Let $\Sigma$ be a $\sigma$-algebra in $X$, let $Y$ be a topological space, and let $f$ map $X$ into $Y$. Theorem 1.12 of Rudin's Real and Complex Analysis says
If $f$ is measurable and $E$ is a Borel set in $Y$, then $f^{-1}(E) \in \Sigma$.
In the preceding part we showed that the collection $\Omega$ of sets $E$ in $Y$ whose pre-images are in $\Sigma$ is a $\sigma$-algebra in $Y$ (this is a set-theoretic result regardless of conditions on $f$). In the proof of this part, Rudin says that if $f$ is measurable, then $\Omega$ contains all the open sets in $Y$, and so must contain the Borel sets by the minimality of the Borel $\sigma$-algebra.
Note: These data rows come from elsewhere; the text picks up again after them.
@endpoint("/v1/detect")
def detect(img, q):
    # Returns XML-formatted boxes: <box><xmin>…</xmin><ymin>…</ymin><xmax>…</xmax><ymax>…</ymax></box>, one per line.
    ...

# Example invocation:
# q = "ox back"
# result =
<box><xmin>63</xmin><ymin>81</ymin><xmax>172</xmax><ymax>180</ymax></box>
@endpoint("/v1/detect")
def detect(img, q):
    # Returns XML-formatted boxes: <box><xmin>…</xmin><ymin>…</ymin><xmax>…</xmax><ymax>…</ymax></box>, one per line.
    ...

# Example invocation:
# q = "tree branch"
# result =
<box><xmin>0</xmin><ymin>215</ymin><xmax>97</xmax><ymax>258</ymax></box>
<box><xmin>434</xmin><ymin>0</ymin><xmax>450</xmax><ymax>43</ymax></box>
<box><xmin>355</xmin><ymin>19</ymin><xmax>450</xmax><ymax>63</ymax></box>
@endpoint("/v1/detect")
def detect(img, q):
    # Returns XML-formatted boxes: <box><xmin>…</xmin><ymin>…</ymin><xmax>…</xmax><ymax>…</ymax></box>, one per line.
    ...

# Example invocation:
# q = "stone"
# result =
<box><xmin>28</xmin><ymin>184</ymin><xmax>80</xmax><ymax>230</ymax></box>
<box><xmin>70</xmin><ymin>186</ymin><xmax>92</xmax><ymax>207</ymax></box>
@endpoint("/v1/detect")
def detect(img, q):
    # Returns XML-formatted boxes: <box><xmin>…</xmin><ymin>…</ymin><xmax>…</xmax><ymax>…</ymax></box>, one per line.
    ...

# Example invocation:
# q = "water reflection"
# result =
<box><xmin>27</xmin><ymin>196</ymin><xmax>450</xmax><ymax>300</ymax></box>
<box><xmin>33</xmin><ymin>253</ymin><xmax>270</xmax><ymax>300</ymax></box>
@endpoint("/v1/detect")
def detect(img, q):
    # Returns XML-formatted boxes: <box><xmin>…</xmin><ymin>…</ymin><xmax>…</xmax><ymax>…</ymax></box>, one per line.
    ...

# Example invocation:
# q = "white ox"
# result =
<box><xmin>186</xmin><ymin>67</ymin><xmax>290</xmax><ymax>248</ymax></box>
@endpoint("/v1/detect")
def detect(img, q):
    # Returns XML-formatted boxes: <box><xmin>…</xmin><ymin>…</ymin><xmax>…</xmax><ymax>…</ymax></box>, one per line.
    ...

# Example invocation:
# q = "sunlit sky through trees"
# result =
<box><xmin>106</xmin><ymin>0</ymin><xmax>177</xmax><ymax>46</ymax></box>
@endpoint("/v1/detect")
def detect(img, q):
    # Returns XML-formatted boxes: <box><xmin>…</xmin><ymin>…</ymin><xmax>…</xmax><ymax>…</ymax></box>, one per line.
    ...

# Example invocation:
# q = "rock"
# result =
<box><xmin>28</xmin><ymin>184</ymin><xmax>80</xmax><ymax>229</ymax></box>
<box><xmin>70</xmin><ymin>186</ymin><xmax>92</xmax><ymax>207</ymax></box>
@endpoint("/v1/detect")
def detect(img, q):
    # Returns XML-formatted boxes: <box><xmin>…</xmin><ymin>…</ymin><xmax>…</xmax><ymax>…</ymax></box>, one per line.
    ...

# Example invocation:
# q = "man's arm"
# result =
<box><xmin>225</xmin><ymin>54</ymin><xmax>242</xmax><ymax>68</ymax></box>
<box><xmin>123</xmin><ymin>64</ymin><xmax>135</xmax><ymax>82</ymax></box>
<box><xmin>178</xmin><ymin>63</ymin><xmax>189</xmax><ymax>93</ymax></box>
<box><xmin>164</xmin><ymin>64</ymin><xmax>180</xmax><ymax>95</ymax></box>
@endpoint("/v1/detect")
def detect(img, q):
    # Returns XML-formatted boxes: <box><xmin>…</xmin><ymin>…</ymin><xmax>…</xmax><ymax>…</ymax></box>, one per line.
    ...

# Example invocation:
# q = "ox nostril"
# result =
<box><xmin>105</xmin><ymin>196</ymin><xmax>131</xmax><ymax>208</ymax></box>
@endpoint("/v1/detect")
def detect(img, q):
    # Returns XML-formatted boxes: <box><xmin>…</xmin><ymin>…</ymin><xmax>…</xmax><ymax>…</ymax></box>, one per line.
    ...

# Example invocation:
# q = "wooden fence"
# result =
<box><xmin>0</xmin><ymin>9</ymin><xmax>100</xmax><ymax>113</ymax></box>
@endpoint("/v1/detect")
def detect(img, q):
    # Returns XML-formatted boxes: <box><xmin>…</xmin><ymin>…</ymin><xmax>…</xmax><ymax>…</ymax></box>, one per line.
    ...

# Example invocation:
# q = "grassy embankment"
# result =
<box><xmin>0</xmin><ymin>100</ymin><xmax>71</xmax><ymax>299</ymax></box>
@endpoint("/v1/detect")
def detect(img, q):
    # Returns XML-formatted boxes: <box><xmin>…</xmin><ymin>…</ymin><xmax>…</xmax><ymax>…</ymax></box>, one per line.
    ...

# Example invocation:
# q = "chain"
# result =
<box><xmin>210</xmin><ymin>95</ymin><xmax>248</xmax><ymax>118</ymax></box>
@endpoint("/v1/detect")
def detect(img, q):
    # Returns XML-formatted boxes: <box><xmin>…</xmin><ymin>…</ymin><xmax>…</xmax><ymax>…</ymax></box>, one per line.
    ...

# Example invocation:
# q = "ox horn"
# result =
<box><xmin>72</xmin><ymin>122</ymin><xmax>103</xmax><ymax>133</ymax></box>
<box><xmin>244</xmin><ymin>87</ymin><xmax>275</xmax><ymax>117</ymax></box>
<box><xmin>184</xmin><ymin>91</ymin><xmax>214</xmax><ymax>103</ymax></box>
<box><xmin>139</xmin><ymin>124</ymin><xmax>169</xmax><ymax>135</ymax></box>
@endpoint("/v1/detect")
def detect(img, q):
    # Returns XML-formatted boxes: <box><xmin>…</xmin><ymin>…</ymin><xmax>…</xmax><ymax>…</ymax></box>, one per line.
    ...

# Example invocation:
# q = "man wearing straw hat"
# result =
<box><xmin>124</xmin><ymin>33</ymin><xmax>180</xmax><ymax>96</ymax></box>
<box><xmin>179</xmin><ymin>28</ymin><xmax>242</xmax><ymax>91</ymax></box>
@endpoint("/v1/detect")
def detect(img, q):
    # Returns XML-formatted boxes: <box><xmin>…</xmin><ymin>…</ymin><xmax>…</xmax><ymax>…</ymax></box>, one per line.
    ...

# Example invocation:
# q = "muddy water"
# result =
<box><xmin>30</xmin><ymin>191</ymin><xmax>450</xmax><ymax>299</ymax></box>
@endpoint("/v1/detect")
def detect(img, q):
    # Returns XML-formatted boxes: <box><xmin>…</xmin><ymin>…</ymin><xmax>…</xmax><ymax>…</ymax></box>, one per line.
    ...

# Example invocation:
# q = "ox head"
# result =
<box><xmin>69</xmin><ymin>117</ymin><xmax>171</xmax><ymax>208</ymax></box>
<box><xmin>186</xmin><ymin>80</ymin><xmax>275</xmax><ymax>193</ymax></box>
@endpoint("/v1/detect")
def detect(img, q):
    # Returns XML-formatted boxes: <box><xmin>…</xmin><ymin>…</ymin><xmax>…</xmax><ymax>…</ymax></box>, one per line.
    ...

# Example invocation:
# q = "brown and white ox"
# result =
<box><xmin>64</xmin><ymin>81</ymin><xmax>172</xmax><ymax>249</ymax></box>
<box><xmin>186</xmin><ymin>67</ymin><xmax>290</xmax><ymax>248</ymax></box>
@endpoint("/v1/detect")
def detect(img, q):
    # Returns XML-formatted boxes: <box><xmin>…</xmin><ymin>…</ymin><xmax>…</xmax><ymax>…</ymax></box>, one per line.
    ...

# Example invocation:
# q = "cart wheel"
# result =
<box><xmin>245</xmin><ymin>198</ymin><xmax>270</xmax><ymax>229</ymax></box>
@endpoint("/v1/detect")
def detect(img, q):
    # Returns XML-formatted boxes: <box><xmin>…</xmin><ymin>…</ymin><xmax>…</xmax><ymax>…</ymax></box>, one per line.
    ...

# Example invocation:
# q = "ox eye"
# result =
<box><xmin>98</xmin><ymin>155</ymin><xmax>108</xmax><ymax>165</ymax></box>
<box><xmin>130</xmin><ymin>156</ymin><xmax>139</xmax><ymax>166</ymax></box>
I understand every sentence except “if $f$ is measurable, then $\Omega$ contains all the open sets in $Y$.'' I thought measurability means that the pre-images of open sets are measurable. That doesn't mean that the images of measurable sets are open, right?
Best Answer
The definiton of $\Omega$ is
$$\Omega = \{A \subseteq Y: f^{-1}[A] \in \Sigma\}$$
If $f$ is measurable, and $O$ is open, $f^{-1}[O]$ is in $\Sigma$ by the definition of measurability. So by this definition, this means $O \in \Sigma$. This is what Rudin was saying, and it's true.
Now, you have to convince yourself that because $\Sigma$ is a $\sigma$-algebra, so is $\Omega$. Now $\Omega$ is some $\sigma$-algebra on $Y$ that contains all open sets as we saw. And $\text{Bor}(Y)$ is by definition the smallest such $\sigma$-algebra so
$$\text{Bor}(Y) \subseteq \Omega$$
which is exactly the conclusion of the theorem by the definition of $\Omega$ again.